What is the aim of speech therapy in ALS?
Experience has shown that speech therapy cannot improve speech. A realistic goal is to delay the decline in speech function. In speech therapy, particularly difficult sound combinations are “trained” through repeated applications, with the aim of strengthening the muscles of the tongue, pharynx and larynx. In a simplified view, this form of speech therapy can be understood as “physiotherapy of speech”. In addition to training the speech muscles, the conscious coordination of speech and breathing is trained and practiced. The regular speech process involves inhaling and then exhaling through the larynx (“vocal folds”), where sound and voice formation take place.

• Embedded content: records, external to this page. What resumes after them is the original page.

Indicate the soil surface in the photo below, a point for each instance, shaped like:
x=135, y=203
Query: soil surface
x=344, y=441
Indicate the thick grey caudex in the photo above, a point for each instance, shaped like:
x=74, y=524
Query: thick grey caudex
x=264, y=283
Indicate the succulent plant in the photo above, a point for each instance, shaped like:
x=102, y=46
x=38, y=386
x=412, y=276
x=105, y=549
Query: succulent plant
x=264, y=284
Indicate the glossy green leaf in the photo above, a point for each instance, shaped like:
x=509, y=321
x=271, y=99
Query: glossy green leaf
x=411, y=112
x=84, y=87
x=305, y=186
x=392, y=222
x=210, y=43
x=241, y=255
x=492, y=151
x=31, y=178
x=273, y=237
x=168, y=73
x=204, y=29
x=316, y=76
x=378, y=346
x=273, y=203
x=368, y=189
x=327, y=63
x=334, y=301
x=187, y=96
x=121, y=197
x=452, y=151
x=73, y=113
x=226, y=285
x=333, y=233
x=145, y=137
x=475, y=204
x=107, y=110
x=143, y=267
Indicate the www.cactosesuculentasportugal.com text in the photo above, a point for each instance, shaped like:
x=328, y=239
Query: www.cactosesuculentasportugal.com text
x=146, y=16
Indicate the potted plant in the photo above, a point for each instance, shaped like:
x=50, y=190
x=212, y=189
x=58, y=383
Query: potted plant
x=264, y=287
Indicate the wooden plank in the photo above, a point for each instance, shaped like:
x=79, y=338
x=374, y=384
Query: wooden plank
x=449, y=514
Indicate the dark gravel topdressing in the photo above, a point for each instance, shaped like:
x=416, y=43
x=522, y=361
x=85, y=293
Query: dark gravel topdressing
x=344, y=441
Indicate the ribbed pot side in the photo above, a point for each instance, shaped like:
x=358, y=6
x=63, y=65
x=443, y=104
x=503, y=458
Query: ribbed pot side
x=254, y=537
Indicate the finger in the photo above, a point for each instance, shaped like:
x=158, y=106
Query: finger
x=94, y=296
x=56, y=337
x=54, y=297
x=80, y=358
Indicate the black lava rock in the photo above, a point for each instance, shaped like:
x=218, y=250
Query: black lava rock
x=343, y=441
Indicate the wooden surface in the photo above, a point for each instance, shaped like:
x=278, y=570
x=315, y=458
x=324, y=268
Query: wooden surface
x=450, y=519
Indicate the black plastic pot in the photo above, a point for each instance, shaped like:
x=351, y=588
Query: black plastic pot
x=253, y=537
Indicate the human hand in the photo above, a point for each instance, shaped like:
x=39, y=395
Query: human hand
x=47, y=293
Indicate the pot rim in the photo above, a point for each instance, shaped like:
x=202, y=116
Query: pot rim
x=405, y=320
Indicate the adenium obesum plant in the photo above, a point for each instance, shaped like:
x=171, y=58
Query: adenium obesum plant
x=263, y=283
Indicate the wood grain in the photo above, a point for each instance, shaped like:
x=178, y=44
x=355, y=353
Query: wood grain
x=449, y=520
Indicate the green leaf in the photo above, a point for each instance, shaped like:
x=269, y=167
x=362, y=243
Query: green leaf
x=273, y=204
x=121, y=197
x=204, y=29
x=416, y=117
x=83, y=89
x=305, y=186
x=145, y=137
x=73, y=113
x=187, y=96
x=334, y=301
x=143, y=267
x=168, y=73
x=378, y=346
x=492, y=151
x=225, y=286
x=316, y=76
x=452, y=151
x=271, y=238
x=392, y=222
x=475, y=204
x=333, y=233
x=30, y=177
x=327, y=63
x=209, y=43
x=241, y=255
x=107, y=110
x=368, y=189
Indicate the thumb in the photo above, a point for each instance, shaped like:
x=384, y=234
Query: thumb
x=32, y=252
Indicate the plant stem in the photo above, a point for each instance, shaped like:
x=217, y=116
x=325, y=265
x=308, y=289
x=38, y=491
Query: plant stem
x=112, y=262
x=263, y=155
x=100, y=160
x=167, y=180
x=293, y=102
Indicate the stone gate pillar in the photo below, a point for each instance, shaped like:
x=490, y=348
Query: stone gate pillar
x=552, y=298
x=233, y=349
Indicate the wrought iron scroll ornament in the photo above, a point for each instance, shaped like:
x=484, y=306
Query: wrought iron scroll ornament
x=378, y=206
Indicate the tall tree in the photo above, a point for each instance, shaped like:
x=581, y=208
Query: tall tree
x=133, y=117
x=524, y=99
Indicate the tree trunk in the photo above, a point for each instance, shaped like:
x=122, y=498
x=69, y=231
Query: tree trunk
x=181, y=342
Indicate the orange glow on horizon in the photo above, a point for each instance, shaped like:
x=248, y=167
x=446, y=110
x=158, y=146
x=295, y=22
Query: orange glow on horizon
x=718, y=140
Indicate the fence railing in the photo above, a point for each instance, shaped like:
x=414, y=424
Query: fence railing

This fundamental process shows the close connection between breathing and speaking. Speech therapists support ALS patients in more consciously coordinating inhalation and speech and adjusting them to their own capacities. In ALS, both the speech muscles (larynx, pharynx and tongue) and the respiratory muscles can be restricted. It may therefore be necessary to change the “division” of speech, e.g. to formulate shorter sentences or to change the accent of longer sentences. As the disease progresses, speech may be severely restricted or lost (anarthria). In this constellation, speech therapists can provide support in identifying, adapting and training alternative forms of communication, e.g. using electronic communication aids. Although the term “speech therapy” focuses on verbal communication, supporting the swallowing function is a central domain of this form of treatment. A progressive swallowing disorder (dysphagia) is associated with motor deficits in the muscles of the tongue, pharynx and larynx. In speech therapy, patients (and their relatives) are informed and trained in the basic principles of swallowing and the necessary adaptation of swallowing processes. In this way, the altered posture and the avoidance of head and body positions that are unfavorable for the swallowing process can be “trained”. The swallowing process is also closely coordinated with the breathing process.
Swallowing only takes place when the airways at the larynx are securely closed. There is an either-or principle between swallowing and breathing. Breathing is not possible during swallowing. Coordination between the two processes (swallowing and breathing) is particularly relevant if there is a swallowing disorder (dysphagia) and respiratory weakness (hypoventilation). In this constellation, the food should be portioned so small that breathing is not interrupted for too long. Furthermore, dysphagia can be associated with a risk of “swallowing” (aspiration). Both aspects are taken into account in swallowing training. In the case of a progressive swallowing disorder, speech therapists (in addition to doctors) contribute to the diagnostic assessment to determine the need for nutritional adaptation (adaptation), a liquid diet (high-calorie supplementary nutrition) or the initiation of tube feeding (percutaneous endoscopic gastrostomy, PEG tube). There is close coordination between speech therapists and nutritional therapists when adapting nutritional therapy. Both groups of therapists are involved in the diagnosis, training, treatment and daily management of nutritional therapy.